Edinburgh
The one postcard I desperately wanted is the one photograph nobody seems to have taken, possibly because it’s difficult to find a good vantage from which to take it: Arthur’s Seat and the Salisbury Crags taken from the vicinity of the Edinburgh First dormitories, where they really do outline a lion crouched over Edinburgh, looking over Holyrood Palace toward the Firth of Forth and downtown.
If anybody has that picture, I would cheerfully pay for a good print.
Edinburgh is a city I can imagine falling in love with, just as I fell hard for Holyrood Park the day I got here. It’s a city built on a human scale: walkable (even the hills), courteous, inviting, with a welcome sense of long history that never becomes stifling or snobbish. Though it’s currently jam-packed with tourists owing to the Fringe and sundry allied festivals, it isn’t hard to see the quieter workaday town underneath. The person most responsible for inviting me here, Robin Rice, graduated from UW-SLIS and worked in Madison for a time afterwards; she went to some trouble to move to Edinburgh, and I can completely understand why.
It does rain here and it does blow, so an umbrella is better than nothing and rain gear is better than an umbrella. It doesn’t do all-day rains, though; half an hour and the rain is over, or so it’s been since I’ve been here.
This morning, after another excellent breakfast from the kindly and hospitable staff of my hotel, I set out a-wandering through the Old Town. I got slightly lost, but happily so, as I wandered past the imposing Herriot School and the marvelous view from Keir Street behind it. I landed at the Grassmarket at last, which was set up for a half-art-fair, half-flea-market; I found a little something-something there I think David will like.
Edinburgh Castle is an immense old pile, on an even immenser cliff. It’s all done up with a makeshift stadium for the Tattoo, so I decided to pass on touring it and make my way down the Royal Mile instead. This is… well, tourist kitsch is what it is, I’m afraid, but there are tidbits of interest here and there, notably St. Giles’s Cathedral (which, like Edinburgh itself, is humane rather than imposing) and a kirk halfway down with a rather remarkable graveyard in back.
I detoured up the North and South Bridge (such views!) to New Town, taking in the Sir Walter Scott memorial (pretty good for a novelist, I thought!); I elected not to climb it, as I knew I’d be coming back Holyrood Park way. I dallied through the Princes Street gardens and some of the side streets, managing to locate a Sainsbury’s for a quick and cheap lunch to take back to the gardens.
Reaching the bottom of the Royal Mile at length, I decided to tour Holyrood Palace and its ruined abbey and its gardens, which are honestly worth the rather steep admission fee.
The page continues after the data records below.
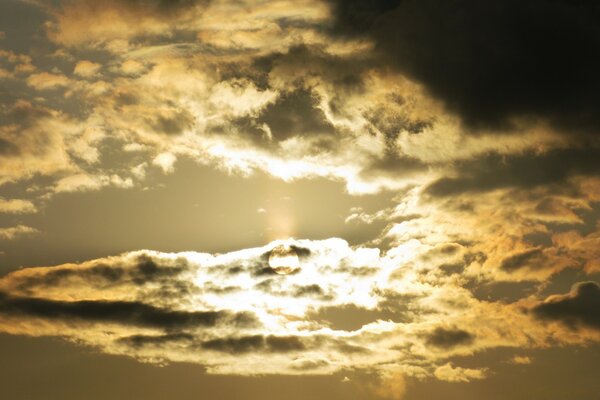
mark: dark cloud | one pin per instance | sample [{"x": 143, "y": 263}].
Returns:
[
  {"x": 449, "y": 338},
  {"x": 156, "y": 340},
  {"x": 255, "y": 343},
  {"x": 521, "y": 171},
  {"x": 121, "y": 312},
  {"x": 351, "y": 318},
  {"x": 174, "y": 124},
  {"x": 143, "y": 271},
  {"x": 579, "y": 307},
  {"x": 490, "y": 61}
]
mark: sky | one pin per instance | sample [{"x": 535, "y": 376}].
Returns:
[{"x": 329, "y": 199}]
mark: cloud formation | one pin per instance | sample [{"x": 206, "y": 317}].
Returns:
[{"x": 161, "y": 307}]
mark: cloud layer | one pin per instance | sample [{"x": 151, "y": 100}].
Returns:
[{"x": 345, "y": 309}]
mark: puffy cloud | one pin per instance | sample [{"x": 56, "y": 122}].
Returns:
[
  {"x": 580, "y": 307},
  {"x": 190, "y": 307},
  {"x": 14, "y": 232},
  {"x": 450, "y": 373},
  {"x": 471, "y": 48},
  {"x": 16, "y": 206},
  {"x": 86, "y": 68},
  {"x": 47, "y": 80}
]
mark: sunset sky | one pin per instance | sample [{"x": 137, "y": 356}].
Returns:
[{"x": 300, "y": 199}]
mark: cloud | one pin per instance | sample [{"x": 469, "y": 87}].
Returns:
[
  {"x": 16, "y": 206},
  {"x": 579, "y": 307},
  {"x": 326, "y": 317},
  {"x": 86, "y": 68},
  {"x": 77, "y": 23},
  {"x": 474, "y": 50},
  {"x": 14, "y": 232},
  {"x": 448, "y": 338},
  {"x": 450, "y": 373}
]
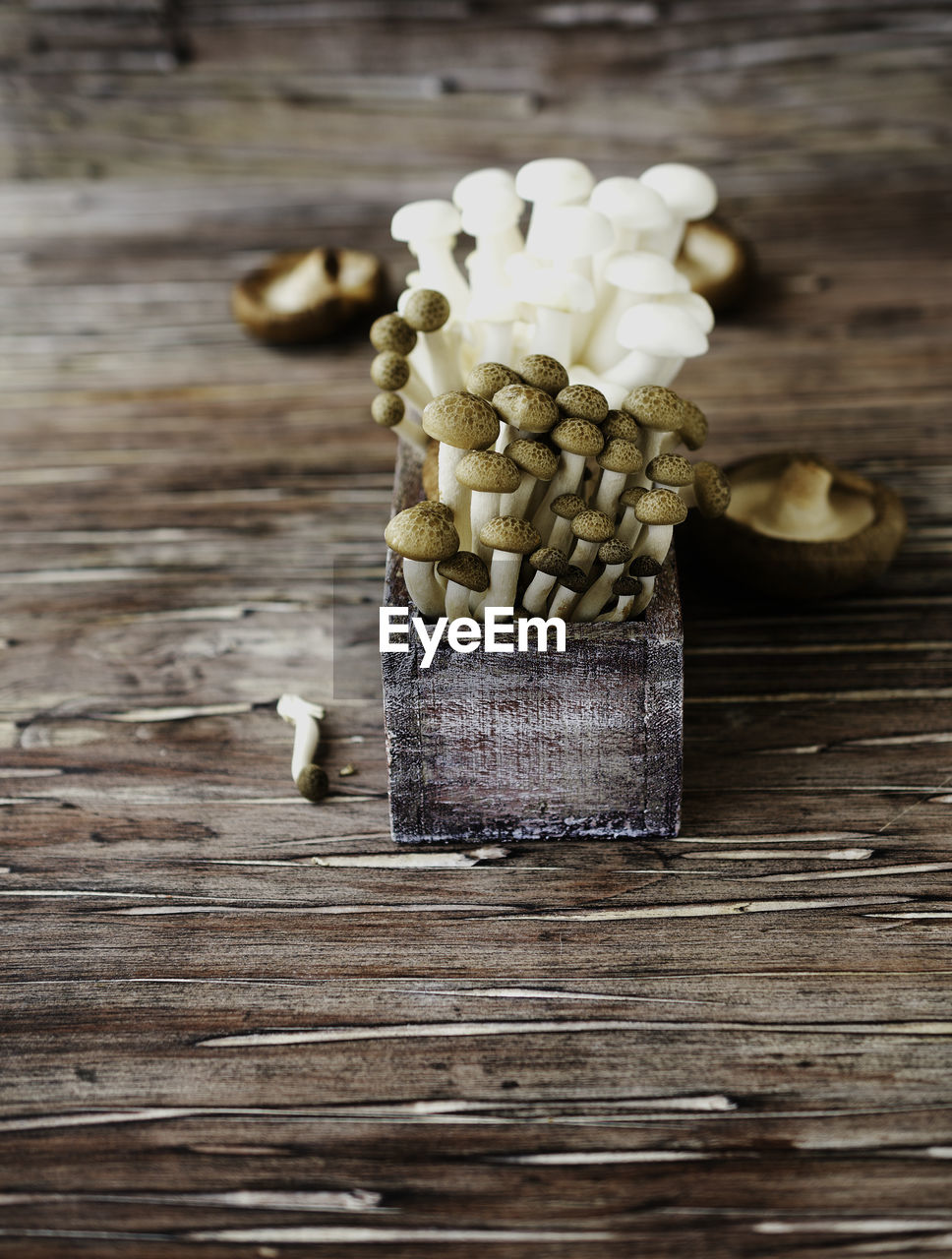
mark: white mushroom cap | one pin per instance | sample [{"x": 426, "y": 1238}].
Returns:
[
  {"x": 687, "y": 192},
  {"x": 425, "y": 220},
  {"x": 555, "y": 180},
  {"x": 663, "y": 330},
  {"x": 565, "y": 232},
  {"x": 629, "y": 203}
]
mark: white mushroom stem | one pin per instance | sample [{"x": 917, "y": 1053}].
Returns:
[
  {"x": 304, "y": 716},
  {"x": 422, "y": 587}
]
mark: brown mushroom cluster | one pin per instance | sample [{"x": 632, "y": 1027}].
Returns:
[{"x": 548, "y": 502}]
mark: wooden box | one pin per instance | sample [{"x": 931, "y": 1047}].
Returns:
[{"x": 531, "y": 746}]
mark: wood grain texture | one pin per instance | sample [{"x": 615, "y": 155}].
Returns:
[{"x": 234, "y": 1024}]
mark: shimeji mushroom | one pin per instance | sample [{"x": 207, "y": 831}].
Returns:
[
  {"x": 430, "y": 229},
  {"x": 427, "y": 310},
  {"x": 626, "y": 588},
  {"x": 615, "y": 556},
  {"x": 548, "y": 563},
  {"x": 578, "y": 440},
  {"x": 508, "y": 539},
  {"x": 618, "y": 461},
  {"x": 537, "y": 464},
  {"x": 459, "y": 422},
  {"x": 465, "y": 574},
  {"x": 524, "y": 408},
  {"x": 310, "y": 779},
  {"x": 801, "y": 527},
  {"x": 422, "y": 538},
  {"x": 486, "y": 475},
  {"x": 689, "y": 194}
]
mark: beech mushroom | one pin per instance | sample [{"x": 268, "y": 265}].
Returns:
[
  {"x": 800, "y": 527},
  {"x": 310, "y": 779},
  {"x": 508, "y": 539},
  {"x": 422, "y": 538},
  {"x": 296, "y": 299},
  {"x": 465, "y": 574}
]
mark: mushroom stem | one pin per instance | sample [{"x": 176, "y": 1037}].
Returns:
[{"x": 304, "y": 716}]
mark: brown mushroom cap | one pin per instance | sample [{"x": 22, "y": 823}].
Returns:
[
  {"x": 796, "y": 570},
  {"x": 389, "y": 370},
  {"x": 712, "y": 489},
  {"x": 582, "y": 401},
  {"x": 621, "y": 456},
  {"x": 461, "y": 419},
  {"x": 426, "y": 310},
  {"x": 578, "y": 437},
  {"x": 566, "y": 505},
  {"x": 619, "y": 425},
  {"x": 387, "y": 409},
  {"x": 466, "y": 570},
  {"x": 510, "y": 534},
  {"x": 350, "y": 286},
  {"x": 488, "y": 378},
  {"x": 488, "y": 472},
  {"x": 592, "y": 526},
  {"x": 391, "y": 332},
  {"x": 549, "y": 559},
  {"x": 660, "y": 508},
  {"x": 670, "y": 468},
  {"x": 655, "y": 407},
  {"x": 543, "y": 372},
  {"x": 533, "y": 457},
  {"x": 423, "y": 535},
  {"x": 614, "y": 552},
  {"x": 526, "y": 408}
]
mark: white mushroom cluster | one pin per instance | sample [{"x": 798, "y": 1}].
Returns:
[
  {"x": 587, "y": 277},
  {"x": 549, "y": 502}
]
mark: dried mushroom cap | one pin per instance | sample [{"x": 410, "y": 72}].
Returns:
[
  {"x": 626, "y": 584},
  {"x": 297, "y": 299},
  {"x": 526, "y": 408},
  {"x": 426, "y": 310},
  {"x": 551, "y": 561},
  {"x": 389, "y": 370},
  {"x": 543, "y": 372},
  {"x": 578, "y": 437},
  {"x": 574, "y": 579},
  {"x": 533, "y": 457},
  {"x": 388, "y": 409},
  {"x": 461, "y": 419},
  {"x": 582, "y": 401},
  {"x": 488, "y": 472},
  {"x": 621, "y": 456},
  {"x": 655, "y": 407},
  {"x": 614, "y": 552},
  {"x": 510, "y": 534},
  {"x": 712, "y": 490},
  {"x": 619, "y": 425},
  {"x": 592, "y": 526},
  {"x": 629, "y": 498},
  {"x": 645, "y": 566},
  {"x": 670, "y": 468},
  {"x": 425, "y": 535},
  {"x": 694, "y": 426},
  {"x": 488, "y": 378},
  {"x": 865, "y": 522},
  {"x": 566, "y": 505},
  {"x": 661, "y": 508},
  {"x": 391, "y": 332},
  {"x": 466, "y": 570}
]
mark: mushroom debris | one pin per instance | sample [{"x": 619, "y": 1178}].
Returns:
[{"x": 579, "y": 530}]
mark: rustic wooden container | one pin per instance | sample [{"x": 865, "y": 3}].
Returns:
[{"x": 531, "y": 746}]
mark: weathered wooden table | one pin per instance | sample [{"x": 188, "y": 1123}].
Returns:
[{"x": 236, "y": 1024}]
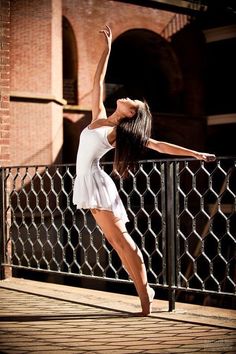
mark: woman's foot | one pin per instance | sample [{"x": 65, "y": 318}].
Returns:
[{"x": 146, "y": 303}]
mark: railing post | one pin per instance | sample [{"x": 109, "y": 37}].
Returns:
[
  {"x": 2, "y": 223},
  {"x": 170, "y": 232}
]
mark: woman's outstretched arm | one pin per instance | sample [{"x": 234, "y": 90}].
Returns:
[
  {"x": 98, "y": 109},
  {"x": 167, "y": 148}
]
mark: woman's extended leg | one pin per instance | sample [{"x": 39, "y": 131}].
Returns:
[{"x": 131, "y": 257}]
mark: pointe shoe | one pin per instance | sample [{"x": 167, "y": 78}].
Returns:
[{"x": 147, "y": 304}]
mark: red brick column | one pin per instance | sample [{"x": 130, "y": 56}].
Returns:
[{"x": 4, "y": 82}]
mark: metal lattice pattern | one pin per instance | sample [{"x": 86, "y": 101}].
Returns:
[{"x": 48, "y": 234}]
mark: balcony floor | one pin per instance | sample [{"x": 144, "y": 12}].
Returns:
[{"x": 38, "y": 317}]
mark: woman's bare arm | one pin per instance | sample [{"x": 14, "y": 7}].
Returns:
[
  {"x": 98, "y": 109},
  {"x": 171, "y": 149}
]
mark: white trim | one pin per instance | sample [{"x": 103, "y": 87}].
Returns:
[
  {"x": 221, "y": 119},
  {"x": 220, "y": 33}
]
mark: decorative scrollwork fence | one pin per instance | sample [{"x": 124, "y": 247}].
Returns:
[{"x": 182, "y": 216}]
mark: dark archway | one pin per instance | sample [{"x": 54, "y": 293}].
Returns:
[
  {"x": 70, "y": 64},
  {"x": 143, "y": 65}
]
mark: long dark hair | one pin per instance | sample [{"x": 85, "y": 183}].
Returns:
[{"x": 132, "y": 135}]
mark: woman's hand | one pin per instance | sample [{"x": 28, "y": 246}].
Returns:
[
  {"x": 108, "y": 35},
  {"x": 205, "y": 156}
]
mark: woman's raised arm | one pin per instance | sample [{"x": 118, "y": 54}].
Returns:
[
  {"x": 171, "y": 149},
  {"x": 98, "y": 109}
]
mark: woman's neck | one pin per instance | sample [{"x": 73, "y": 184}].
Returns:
[{"x": 114, "y": 118}]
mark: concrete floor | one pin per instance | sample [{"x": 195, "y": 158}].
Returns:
[{"x": 37, "y": 317}]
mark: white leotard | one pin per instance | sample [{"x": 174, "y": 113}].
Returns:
[{"x": 93, "y": 188}]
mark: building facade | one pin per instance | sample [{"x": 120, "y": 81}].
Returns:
[{"x": 49, "y": 52}]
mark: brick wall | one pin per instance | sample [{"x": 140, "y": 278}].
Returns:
[
  {"x": 4, "y": 82},
  {"x": 36, "y": 84}
]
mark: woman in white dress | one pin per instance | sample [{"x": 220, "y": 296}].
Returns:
[{"x": 128, "y": 131}]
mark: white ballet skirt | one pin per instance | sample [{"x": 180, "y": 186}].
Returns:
[{"x": 93, "y": 188}]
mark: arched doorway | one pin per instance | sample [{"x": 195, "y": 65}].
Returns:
[
  {"x": 70, "y": 64},
  {"x": 143, "y": 65}
]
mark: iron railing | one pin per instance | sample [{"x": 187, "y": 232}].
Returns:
[{"x": 182, "y": 216}]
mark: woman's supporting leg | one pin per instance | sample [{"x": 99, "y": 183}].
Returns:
[{"x": 130, "y": 255}]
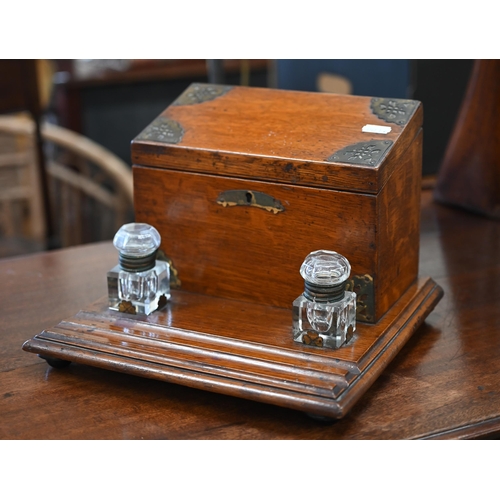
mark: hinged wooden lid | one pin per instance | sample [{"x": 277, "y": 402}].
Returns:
[{"x": 301, "y": 138}]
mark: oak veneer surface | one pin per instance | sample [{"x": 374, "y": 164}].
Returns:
[{"x": 443, "y": 384}]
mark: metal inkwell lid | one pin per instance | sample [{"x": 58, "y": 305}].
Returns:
[
  {"x": 325, "y": 274},
  {"x": 137, "y": 244}
]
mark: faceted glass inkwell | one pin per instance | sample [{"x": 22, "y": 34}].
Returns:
[
  {"x": 325, "y": 314},
  {"x": 139, "y": 283}
]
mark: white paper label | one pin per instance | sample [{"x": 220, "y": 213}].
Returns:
[{"x": 376, "y": 129}]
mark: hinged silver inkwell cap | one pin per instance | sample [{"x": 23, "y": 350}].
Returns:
[
  {"x": 325, "y": 275},
  {"x": 139, "y": 284},
  {"x": 137, "y": 244}
]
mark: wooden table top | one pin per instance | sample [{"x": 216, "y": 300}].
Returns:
[{"x": 445, "y": 383}]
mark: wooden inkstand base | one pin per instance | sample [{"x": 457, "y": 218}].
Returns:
[
  {"x": 242, "y": 184},
  {"x": 237, "y": 348}
]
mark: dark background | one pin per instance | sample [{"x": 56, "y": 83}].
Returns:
[{"x": 112, "y": 112}]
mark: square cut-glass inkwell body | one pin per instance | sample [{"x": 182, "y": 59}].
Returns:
[
  {"x": 139, "y": 283},
  {"x": 325, "y": 314}
]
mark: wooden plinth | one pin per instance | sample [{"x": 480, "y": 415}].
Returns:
[{"x": 238, "y": 348}]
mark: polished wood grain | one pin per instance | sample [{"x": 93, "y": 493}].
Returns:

Mary Queen of Scots, James VI/I, Charles II, Bonnie Prince Charlie and his sad death, and any number of other royals have set their marks on the place. (Also, a plaster cast of the skull of Robert the Bruce has grisly pride of place in a display of curiosities.) Magnificent tapestries are everywhere, and although they are clearly partly there for pure convenience (they keep out cold), that doesn’t stop them being beautifully woven. The gardens are sedate, well-tended, green as green. I do hope Their Royal Highnesses enjoy the place; it deserves to be enjoyed.
The remarkable display of Italian Renaissance art in the Queen’s Gallery is a testament to the treasures piled up by the crown. You wouldn’t believe how many da Vinci cartoons it is claimed belong to the monarchy if I told you. I quite liked a Pallas Athene (not by da Vinci) with brooding dark eyes in a luminous face.
I could have just walked around the Queen’s Walk back to my hotel, but Holyrood Park was calling, and despite my sore feet, I could only answer it. I didn’t climb anything this time, as I hadn’t the shoes for it; just walked on the path through the valley between the Crags and the Seat, listening to bees and birds and delighting in the beauty around me.
And now, exhausted but perfectly content, I’m sitting and blogging and thinking about packing for the trip home. I missed out on quite a few things I’d have liked to see, but really, I think that’s only right. One ought to leave a city as fine as Edinburgh feeling as though it had more to offer.